GPU Resident Reduction
I finished the GPU resident reduction and submitted a pull request for it. The issue with slightly different results from last week turned out to be because I had forgotten to set the value in global memory before comparing against it using atomics. As such it was actually always using the highest crossing time in the history of the simulation, not the highest in this time step. Assigning the global memory value to
-DBL_MAX fixed this problem and I added an optional argument to set it to whatever value the user requires.
I adapted my previous MHD plotting code to work with Cholla. Previously this code took an extremely long time (5-10 minutes) to produce the roughly 200 frames required for a ~10 second long animation. This is too long for rapid testing and so after modifying the code to work with Cholla I set about optimizing it. There were three things that made large differences from the initial runtime of ~500s:
- Not running the code in VS Code. Running the code in its own terminal reduced the time to around 200s, a 2.5x speedup.
matplotlib.pyplot.minorticks_on(). Disabling minor ticks roughly doubled performance getting me down to ~97s, a 2.06x speedup.
- Enabling blitting.
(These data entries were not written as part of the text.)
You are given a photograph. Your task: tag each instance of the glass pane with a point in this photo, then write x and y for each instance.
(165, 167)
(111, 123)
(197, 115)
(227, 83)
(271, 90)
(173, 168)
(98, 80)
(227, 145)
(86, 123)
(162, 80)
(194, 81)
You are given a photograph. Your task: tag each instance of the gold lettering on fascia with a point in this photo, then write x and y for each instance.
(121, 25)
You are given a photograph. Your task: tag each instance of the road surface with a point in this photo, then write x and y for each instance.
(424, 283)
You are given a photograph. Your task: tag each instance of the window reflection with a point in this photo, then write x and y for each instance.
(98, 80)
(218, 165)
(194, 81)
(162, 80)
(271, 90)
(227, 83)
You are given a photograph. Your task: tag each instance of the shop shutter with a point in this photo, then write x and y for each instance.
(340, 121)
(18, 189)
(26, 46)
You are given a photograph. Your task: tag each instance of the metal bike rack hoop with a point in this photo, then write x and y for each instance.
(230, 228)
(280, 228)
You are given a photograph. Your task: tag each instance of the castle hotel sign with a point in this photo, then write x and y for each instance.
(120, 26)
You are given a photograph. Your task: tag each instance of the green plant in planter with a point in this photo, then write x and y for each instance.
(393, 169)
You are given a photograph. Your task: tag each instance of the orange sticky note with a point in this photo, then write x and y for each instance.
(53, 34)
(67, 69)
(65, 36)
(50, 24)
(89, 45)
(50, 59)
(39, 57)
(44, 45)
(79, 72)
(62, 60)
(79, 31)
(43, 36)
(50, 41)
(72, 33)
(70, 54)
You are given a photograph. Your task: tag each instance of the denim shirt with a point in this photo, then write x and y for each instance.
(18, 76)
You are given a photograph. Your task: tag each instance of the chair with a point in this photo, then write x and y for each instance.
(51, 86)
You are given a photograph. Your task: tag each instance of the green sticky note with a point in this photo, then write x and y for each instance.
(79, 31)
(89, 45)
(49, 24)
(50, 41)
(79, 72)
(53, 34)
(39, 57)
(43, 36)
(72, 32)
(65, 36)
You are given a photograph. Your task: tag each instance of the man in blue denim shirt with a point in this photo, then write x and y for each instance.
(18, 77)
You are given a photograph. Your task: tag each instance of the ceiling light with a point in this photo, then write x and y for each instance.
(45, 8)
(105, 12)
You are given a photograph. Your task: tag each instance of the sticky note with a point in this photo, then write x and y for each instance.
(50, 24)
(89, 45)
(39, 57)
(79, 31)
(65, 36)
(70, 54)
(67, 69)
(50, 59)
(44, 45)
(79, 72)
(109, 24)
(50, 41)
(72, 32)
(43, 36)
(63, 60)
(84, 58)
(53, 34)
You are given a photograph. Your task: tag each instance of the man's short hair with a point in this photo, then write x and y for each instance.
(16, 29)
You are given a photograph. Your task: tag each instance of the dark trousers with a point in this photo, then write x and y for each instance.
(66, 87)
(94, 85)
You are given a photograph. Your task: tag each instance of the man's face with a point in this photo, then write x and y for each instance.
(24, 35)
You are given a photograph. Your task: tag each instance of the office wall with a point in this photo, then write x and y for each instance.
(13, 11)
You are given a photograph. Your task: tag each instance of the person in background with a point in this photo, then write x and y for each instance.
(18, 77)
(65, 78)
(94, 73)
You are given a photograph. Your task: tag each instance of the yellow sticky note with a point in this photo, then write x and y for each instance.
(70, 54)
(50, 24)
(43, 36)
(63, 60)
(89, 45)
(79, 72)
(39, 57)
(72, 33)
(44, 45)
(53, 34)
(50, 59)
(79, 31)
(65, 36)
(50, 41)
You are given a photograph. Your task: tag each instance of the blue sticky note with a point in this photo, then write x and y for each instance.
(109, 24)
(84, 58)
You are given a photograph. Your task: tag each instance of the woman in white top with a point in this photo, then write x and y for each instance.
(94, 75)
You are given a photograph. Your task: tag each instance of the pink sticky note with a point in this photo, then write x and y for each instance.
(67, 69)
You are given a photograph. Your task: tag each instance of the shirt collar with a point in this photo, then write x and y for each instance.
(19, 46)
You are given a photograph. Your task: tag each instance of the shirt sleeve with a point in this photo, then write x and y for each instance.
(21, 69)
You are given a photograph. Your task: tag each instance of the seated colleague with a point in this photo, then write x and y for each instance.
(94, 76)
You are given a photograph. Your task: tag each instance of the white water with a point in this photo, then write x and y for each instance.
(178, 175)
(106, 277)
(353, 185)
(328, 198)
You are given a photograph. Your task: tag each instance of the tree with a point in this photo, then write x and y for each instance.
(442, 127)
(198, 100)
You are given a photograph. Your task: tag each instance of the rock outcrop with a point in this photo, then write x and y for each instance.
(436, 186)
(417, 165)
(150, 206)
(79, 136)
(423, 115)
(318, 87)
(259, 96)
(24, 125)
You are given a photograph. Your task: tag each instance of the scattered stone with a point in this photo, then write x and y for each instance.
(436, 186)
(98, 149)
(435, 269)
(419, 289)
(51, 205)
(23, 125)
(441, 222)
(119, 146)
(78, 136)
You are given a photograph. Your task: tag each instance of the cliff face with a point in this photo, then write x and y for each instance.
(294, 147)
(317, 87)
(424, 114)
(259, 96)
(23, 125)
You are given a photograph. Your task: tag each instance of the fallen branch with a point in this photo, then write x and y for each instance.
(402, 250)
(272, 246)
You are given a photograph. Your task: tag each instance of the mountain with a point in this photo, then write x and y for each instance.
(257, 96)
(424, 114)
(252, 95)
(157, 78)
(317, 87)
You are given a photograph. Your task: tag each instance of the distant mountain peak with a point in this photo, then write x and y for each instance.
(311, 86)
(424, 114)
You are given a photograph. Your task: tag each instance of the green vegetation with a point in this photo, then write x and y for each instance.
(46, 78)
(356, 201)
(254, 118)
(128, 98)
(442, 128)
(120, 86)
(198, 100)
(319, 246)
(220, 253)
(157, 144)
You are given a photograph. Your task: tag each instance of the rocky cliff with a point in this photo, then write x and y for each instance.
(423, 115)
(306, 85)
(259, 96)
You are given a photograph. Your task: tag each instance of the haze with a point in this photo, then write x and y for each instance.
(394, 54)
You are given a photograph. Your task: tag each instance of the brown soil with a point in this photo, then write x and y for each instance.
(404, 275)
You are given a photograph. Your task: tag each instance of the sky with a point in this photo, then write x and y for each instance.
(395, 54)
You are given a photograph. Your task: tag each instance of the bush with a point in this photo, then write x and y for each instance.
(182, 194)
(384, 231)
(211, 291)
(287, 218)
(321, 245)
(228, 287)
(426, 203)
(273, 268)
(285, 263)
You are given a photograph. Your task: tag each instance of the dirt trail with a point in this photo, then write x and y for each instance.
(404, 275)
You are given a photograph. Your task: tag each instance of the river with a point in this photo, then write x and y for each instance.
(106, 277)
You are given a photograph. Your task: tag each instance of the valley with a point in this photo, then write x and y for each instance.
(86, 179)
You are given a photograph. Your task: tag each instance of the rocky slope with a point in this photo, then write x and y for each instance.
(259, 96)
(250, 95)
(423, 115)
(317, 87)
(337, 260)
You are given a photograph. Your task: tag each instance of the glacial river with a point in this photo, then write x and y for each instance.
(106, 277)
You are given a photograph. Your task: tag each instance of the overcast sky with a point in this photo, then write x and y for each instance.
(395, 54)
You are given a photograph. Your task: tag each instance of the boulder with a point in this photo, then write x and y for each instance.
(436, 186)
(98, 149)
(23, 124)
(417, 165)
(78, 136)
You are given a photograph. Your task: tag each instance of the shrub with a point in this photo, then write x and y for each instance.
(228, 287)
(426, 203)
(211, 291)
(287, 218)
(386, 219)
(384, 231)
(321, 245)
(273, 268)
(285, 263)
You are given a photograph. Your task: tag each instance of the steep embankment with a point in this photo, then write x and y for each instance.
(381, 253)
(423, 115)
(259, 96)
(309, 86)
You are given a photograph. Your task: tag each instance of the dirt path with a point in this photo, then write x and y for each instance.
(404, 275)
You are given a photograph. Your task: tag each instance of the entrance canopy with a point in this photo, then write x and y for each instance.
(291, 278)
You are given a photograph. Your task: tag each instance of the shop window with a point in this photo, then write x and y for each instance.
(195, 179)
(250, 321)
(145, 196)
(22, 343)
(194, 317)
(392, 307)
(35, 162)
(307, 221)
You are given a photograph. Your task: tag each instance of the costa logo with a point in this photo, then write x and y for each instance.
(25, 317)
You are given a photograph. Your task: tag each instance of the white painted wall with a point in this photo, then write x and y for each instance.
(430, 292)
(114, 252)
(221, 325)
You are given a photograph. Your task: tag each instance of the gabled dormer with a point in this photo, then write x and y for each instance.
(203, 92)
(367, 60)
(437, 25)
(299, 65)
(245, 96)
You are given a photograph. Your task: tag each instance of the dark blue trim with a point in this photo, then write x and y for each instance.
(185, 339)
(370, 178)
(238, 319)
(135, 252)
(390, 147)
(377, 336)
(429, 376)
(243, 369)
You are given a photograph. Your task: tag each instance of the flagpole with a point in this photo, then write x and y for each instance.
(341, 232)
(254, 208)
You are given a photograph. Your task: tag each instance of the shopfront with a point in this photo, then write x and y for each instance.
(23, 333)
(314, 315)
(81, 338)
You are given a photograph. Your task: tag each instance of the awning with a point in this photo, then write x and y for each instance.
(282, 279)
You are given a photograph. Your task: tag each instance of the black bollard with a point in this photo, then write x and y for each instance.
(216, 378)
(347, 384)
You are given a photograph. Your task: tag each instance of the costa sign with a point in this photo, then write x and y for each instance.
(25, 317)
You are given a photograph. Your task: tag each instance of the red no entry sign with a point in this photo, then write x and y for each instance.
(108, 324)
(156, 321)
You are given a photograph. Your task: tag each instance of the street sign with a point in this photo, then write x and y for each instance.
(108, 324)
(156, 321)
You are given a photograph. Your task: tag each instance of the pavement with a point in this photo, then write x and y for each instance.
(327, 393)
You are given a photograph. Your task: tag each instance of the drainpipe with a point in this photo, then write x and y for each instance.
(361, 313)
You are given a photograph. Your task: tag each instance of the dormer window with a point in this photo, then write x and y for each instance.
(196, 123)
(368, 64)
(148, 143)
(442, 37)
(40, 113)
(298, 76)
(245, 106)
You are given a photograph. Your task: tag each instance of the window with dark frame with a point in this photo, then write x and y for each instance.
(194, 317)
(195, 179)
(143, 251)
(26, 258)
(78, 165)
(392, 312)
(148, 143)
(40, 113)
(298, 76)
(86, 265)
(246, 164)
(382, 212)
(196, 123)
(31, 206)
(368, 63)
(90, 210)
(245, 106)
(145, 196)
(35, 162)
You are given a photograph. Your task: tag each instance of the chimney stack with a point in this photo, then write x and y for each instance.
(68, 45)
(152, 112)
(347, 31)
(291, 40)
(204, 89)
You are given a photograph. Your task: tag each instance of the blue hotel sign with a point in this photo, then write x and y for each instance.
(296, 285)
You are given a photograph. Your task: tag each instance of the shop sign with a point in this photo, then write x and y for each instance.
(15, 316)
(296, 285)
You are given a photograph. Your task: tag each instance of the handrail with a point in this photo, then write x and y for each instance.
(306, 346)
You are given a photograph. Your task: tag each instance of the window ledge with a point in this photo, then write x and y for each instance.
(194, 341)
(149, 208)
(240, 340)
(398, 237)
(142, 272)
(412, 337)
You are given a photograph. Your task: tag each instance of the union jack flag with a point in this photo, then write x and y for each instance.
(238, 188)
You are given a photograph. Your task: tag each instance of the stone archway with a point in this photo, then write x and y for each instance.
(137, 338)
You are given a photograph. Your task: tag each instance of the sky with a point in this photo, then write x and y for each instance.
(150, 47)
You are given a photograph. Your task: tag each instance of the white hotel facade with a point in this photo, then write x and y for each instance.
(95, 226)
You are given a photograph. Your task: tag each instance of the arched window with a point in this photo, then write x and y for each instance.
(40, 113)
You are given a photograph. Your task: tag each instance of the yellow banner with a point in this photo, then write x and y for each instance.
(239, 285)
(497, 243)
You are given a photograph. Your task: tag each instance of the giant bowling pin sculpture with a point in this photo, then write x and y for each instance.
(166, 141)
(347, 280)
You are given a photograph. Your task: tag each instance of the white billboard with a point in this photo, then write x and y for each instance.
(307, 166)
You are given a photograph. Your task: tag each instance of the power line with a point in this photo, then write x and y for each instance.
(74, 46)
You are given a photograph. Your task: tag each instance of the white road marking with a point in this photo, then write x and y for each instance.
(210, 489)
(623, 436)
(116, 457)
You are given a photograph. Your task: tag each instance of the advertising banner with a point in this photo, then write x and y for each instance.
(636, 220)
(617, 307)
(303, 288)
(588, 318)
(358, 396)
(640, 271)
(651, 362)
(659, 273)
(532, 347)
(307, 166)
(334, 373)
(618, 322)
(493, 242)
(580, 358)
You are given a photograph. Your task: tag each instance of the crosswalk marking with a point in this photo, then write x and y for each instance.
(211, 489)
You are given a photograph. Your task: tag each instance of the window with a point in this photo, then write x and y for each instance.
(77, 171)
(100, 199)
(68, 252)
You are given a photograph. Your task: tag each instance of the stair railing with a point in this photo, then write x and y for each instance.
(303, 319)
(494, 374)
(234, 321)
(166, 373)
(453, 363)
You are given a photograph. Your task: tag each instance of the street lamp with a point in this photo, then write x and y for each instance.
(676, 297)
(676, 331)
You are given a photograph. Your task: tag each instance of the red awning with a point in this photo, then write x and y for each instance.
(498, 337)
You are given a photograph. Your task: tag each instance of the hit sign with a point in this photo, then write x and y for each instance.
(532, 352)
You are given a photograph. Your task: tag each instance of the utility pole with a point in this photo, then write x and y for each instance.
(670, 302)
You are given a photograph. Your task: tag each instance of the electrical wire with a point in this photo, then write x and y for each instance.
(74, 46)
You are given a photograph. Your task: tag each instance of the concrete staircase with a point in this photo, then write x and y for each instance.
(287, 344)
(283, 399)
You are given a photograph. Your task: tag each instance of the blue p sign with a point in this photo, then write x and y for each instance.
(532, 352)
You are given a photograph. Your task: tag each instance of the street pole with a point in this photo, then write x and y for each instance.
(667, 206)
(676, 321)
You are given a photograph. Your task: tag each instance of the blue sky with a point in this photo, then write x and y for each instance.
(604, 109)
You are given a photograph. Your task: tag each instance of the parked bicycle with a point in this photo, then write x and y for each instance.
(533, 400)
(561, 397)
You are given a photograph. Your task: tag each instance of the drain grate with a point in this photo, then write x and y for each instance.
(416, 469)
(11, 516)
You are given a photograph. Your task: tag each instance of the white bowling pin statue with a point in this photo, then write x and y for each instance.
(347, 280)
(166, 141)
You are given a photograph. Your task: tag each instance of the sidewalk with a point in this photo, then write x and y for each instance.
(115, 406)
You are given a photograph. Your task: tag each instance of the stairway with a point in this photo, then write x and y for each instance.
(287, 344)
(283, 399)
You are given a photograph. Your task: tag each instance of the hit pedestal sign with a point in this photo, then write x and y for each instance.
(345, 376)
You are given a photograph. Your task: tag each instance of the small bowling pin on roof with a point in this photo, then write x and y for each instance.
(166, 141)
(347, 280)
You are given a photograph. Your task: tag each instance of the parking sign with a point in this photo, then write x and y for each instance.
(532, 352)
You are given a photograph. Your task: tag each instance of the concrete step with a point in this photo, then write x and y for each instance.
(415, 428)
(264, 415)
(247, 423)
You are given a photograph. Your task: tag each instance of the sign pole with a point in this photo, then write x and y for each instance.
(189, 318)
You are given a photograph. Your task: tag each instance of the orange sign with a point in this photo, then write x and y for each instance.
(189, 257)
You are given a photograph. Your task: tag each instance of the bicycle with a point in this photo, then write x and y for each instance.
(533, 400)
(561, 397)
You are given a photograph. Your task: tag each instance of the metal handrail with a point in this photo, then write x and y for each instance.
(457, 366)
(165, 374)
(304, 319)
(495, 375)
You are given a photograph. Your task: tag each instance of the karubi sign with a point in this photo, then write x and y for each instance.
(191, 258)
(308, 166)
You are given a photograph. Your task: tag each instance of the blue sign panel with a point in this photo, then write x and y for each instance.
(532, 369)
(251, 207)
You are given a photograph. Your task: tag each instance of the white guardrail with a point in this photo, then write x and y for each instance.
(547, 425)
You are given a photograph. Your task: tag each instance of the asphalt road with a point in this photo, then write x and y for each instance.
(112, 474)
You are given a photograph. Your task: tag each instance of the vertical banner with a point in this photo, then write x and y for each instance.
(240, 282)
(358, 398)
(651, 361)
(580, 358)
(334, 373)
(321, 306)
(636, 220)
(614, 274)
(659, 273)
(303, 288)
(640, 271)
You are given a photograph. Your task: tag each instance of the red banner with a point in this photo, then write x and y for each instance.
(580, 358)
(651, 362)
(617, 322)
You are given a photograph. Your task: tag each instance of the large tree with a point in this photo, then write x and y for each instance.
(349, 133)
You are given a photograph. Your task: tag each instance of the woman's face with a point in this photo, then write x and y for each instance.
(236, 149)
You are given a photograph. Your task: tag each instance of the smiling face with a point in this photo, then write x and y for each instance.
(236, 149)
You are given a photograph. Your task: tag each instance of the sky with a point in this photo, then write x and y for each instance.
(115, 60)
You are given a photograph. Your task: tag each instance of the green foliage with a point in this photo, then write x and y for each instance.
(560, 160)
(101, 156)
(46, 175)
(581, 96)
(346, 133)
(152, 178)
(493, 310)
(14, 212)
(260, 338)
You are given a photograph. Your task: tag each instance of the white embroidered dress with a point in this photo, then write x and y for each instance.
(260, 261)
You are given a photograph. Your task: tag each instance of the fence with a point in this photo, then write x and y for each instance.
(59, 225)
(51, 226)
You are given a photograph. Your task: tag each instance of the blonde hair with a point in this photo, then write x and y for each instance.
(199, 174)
I had to refactor the code significantly to enable blitting; unfortunately if you set
blit=Trueand it can’t do the blitting it fails silently rather than raise a warning. Refactoring to enable it did result in much cleaner code and I learned about named tuples and partial functions while I was at it which was very helpful. Reduced execution time down to ~85s, a 1.14x speedup.
At this point the animations are generated quickly enough that I’m not going to bother trying more optimization, especially because I believe the performace issues are largely withing matplotlib itself. Just generating the frames and saving them takes a similar amount of time to making the entire animation so the slowdown is primarily in simply generating each frame. While matplotlib is very useful it appears to have fairly poor performance if I can only get 2.5 frames per second out of it. Reducing the number of subplots does help commensurately, however, only nine simple plots should run much faster than 2.5 FPS on modern hardware.
Now that I have the tools I’ve started debugging my MHD code. As of now it’s not updating the grid and the issue persists when running with MHD or a pure hydro problem using the MHD solver. Figuring that out is going to be my first task for next week. It also appears that when the y and z dimension is set to be low the time step is always computed to be zero. I’ve tried a 32x32x32, 512x3x3, and 512x512x512 simulations of the Brio & Wu shock tube and the first two both had zero time steps where the last had a time step of about 1E-4. This may or may not be related to the issue of the grid not updating so I’m going to focus on that issue first.
- Read Beck et al. 1996
- Read Gent et al. 2021